Страсть лишила их сознания, заставила забыть и об осторожности, и обо всех преградах, что некогда отвращали их друг от друга или держали на расстоянии. Не осталось ничего в мире, кроме близости этого счастливого мгновения взаимного обладания, и, когда рука Василия медленно, как бы спрашивая дозволения, проникла меж их тесно прижавшимися телами и заскользила по шелковистым грудям и напряженным бедрам, Варя ощутила, что она сейчас умрет от переполнявшей ее любви.
Этой любовью сочились ее губы и язык, эта любовь сбрызнула тело мелкой росой, но обильнее всего источало эту влагу ее лоно, и она сама ощущала этот странный, пьянящий запах потоков своего вожделения.
Горячие пальцы осторожно, чуть касаясь, ласкали ее врата.
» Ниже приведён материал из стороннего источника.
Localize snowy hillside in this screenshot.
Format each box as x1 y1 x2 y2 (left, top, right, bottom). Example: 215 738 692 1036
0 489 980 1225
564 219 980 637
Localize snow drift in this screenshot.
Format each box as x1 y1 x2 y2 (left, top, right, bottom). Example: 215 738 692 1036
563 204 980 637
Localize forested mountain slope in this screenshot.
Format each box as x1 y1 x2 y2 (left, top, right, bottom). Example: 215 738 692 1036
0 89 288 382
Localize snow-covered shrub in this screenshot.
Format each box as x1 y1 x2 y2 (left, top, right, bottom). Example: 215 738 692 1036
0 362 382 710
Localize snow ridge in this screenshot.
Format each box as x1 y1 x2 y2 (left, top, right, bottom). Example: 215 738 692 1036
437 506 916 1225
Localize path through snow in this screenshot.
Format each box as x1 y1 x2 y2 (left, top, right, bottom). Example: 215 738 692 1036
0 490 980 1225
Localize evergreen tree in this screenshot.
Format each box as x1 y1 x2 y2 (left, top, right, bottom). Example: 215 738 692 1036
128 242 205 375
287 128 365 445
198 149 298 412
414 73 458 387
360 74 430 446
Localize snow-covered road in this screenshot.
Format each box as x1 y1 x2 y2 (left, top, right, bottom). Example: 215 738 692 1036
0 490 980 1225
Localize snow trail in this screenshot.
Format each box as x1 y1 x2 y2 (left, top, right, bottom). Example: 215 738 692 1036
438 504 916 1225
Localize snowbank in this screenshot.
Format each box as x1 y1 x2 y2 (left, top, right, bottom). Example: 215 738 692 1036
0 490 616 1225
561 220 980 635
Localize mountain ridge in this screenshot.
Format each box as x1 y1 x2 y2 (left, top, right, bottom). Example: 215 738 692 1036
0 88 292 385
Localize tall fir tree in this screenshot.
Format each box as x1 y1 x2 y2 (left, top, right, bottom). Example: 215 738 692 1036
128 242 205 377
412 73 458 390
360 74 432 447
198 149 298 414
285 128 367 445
Она понимала, что Василий опасается испугать ее, причинить боль и этими робкими касаниями как бы спрашивает ее разрешения. Ей хотелось крикнуть: "О да!
Иди, иди же ко мне!" — но поцелуй прервать было нельзя, невозможно, поэтому она сняла руку с его плеча и точно так же медленно, трепетно повела по его телу.
Он был красив и совершенен — Варенька помнила то, чем наслаждался ее взор, — и теперь ее пальцы находили тому подтверждение, с восхищением скользя по напряженным, на диво соразмерным линиям и изгибам, причем ее не оставляло ощущение, что касается она прохладного шелка или потеплевшего мрамора, так все было в нем точно, чудно изваяно небесными ваятелями. Рука ее нашла руку Василия, пальцы их ласкали друг друга, сталкивались, губы то замирали, то вновь упивались поцелуями. И оба они ощутили, что прелюдия любви должна быть завершена, иначе сердца, не выдержав томления и ожидания, разорвутся.